The damp, flyblown, and utterly terrifying unimproved basement space two stories underground had ALL OF THAT, including twelve classroom chairs jammed next to a big blue boiler, facing a six-foot concrete platform, in back of which was mounted a big dry-erase board covered in capacitance diagrams. Or, er… something. It did not appear to be the plans for a nuclear-tipped drill aimed at the molten core of the very earth itself, but you never know with scary subterranean lairs. He even gave me a brief lecture on calculating capacitance.

Anthony (that’s his name) turned out to be a really interesting guy — he’s 78 years old, and teaches classes for free that would cost two grand at trade school, and his only requirements are that you don’t have any felony charges and that you show up for class. He builds a lot of his own diagnostic equipment. The idea is that the students can take their first electricians’ tests and get a leg up on a good job.

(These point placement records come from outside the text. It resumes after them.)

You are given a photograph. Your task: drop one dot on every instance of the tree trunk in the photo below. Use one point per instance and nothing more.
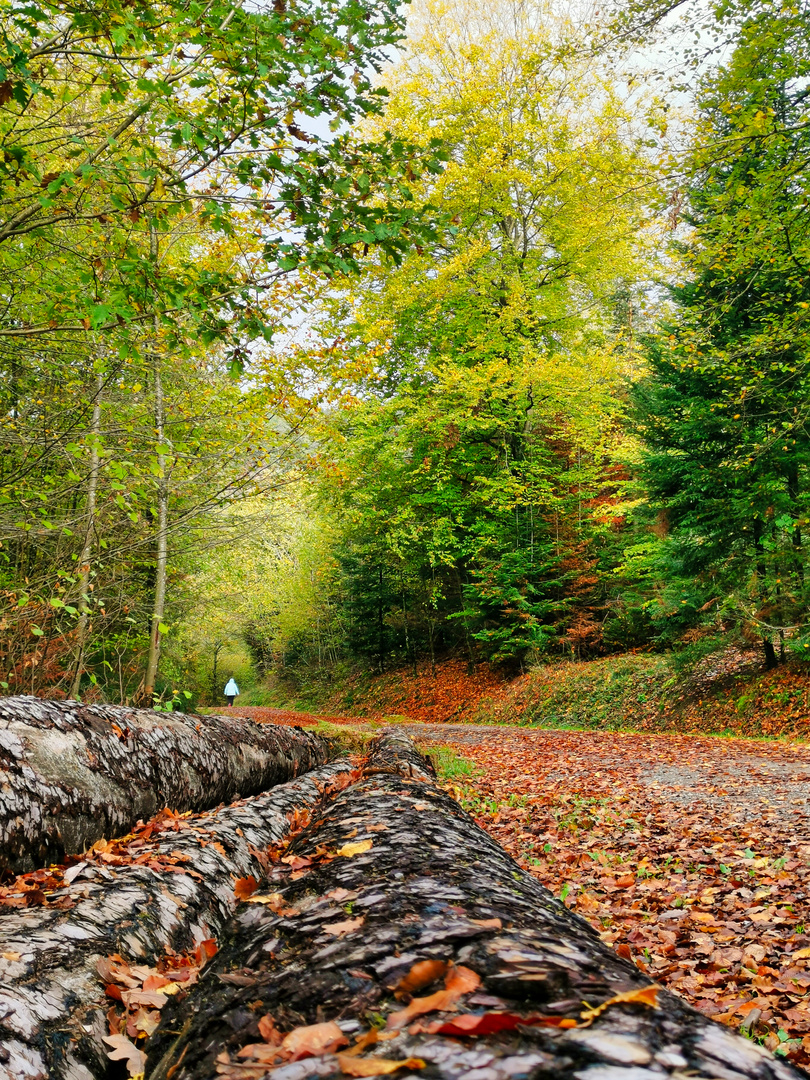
(90, 515)
(52, 1002)
(72, 773)
(402, 885)
(161, 543)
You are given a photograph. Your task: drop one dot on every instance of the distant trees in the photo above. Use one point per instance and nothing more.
(481, 377)
(724, 410)
(163, 171)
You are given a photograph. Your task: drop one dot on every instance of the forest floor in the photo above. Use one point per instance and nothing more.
(689, 854)
(726, 692)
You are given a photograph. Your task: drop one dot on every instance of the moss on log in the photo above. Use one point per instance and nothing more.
(72, 773)
(399, 903)
(51, 1016)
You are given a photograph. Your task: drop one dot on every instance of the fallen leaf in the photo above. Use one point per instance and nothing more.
(205, 950)
(124, 1050)
(458, 982)
(311, 1040)
(375, 1066)
(491, 1023)
(269, 1031)
(354, 849)
(420, 975)
(245, 887)
(363, 1042)
(645, 996)
(338, 929)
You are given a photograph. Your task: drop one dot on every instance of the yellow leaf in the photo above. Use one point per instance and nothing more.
(355, 849)
(375, 1066)
(646, 996)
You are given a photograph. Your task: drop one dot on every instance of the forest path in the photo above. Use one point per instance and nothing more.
(689, 854)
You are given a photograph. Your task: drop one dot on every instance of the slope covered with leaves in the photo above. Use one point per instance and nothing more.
(726, 693)
(690, 855)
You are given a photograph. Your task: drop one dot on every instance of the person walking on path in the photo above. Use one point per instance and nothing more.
(231, 691)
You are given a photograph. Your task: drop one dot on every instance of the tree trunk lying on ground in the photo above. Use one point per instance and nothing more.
(71, 773)
(397, 893)
(180, 893)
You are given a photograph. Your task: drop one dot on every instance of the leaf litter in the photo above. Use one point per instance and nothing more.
(690, 855)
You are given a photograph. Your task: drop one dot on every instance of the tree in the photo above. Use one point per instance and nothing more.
(724, 412)
(163, 218)
(480, 377)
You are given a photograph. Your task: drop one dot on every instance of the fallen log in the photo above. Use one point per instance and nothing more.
(72, 773)
(179, 892)
(402, 939)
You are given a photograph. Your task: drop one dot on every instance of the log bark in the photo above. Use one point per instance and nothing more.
(52, 1018)
(430, 889)
(71, 774)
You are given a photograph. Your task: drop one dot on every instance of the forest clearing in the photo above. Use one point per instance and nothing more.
(404, 509)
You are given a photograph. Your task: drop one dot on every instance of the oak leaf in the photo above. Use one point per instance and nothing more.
(458, 982)
(375, 1066)
(245, 887)
(420, 975)
(358, 848)
(311, 1040)
(338, 929)
(644, 996)
(124, 1050)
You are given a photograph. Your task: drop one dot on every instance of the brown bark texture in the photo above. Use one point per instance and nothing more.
(431, 898)
(52, 1003)
(71, 774)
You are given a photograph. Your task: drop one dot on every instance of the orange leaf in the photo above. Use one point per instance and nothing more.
(458, 982)
(338, 929)
(354, 849)
(245, 887)
(375, 1066)
(645, 996)
(269, 1031)
(311, 1040)
(123, 1050)
(205, 950)
(420, 975)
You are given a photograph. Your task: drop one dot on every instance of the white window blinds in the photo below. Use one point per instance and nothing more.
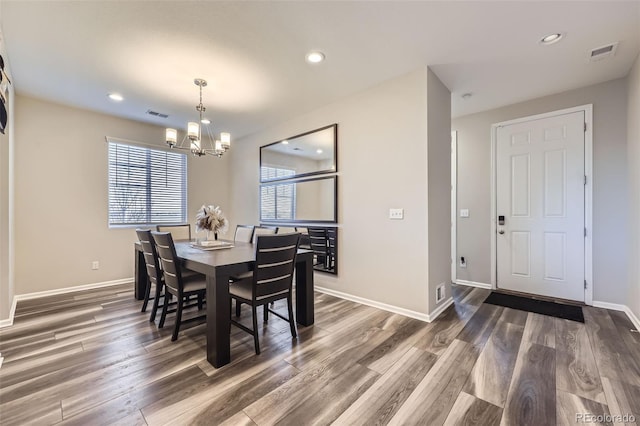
(277, 201)
(146, 186)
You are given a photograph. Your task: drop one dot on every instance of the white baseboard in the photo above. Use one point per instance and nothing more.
(38, 294)
(389, 308)
(474, 284)
(616, 307)
(440, 309)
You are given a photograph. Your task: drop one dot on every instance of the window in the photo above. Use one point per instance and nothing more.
(146, 186)
(278, 201)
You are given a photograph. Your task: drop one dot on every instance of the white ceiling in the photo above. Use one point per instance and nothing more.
(252, 53)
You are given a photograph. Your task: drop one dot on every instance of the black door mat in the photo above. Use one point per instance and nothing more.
(558, 310)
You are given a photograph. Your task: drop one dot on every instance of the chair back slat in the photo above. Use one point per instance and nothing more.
(178, 232)
(151, 260)
(169, 260)
(244, 233)
(275, 261)
(263, 230)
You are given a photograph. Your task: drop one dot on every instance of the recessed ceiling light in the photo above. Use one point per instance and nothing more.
(315, 57)
(551, 38)
(116, 97)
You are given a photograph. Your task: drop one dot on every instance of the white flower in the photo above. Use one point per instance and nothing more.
(211, 218)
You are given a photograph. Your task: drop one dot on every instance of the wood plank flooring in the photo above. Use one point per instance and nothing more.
(92, 357)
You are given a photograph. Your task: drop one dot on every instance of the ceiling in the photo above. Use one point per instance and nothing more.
(253, 53)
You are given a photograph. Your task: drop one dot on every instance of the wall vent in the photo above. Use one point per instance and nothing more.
(157, 114)
(603, 52)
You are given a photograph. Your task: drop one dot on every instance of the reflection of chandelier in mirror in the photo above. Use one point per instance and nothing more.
(197, 144)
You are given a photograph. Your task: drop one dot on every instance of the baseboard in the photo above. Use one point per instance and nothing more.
(385, 307)
(474, 284)
(616, 307)
(440, 309)
(39, 294)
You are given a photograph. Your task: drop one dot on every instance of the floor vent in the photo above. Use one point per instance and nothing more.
(157, 114)
(603, 52)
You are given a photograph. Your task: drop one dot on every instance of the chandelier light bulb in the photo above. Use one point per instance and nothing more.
(171, 137)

Batshit-crazy as it sounds, it’s a really intriguing idea. There are thousands or millions of man- and woman-units of skilled, valuable knowledge out there in America. Retired people in relatively good health could teach underpriveleged kids useful skills for free, using good quality but outdated equipment donated by businesses, schools, and private citizens. They could set up teaching facilities in community centers and church basements (probably not as colorfully and mad-scientisty as the original location, but still). They could give kids an idea about a skill and some practical experience and give them an advantage in taking qualifying tests or possibly small scholaships to technical schools.

They could teach fundamentals of food service and food handling, carpentry and woodworking, dressmaking and clothing repair, automotive repair, and so on. These are all things that public schools used to teach, or still teach but are unavailable to kids who’ve dropped out.

Hmm. The only requirement is that you’re not a felon, and you show up for class. Seems like a leg up to me.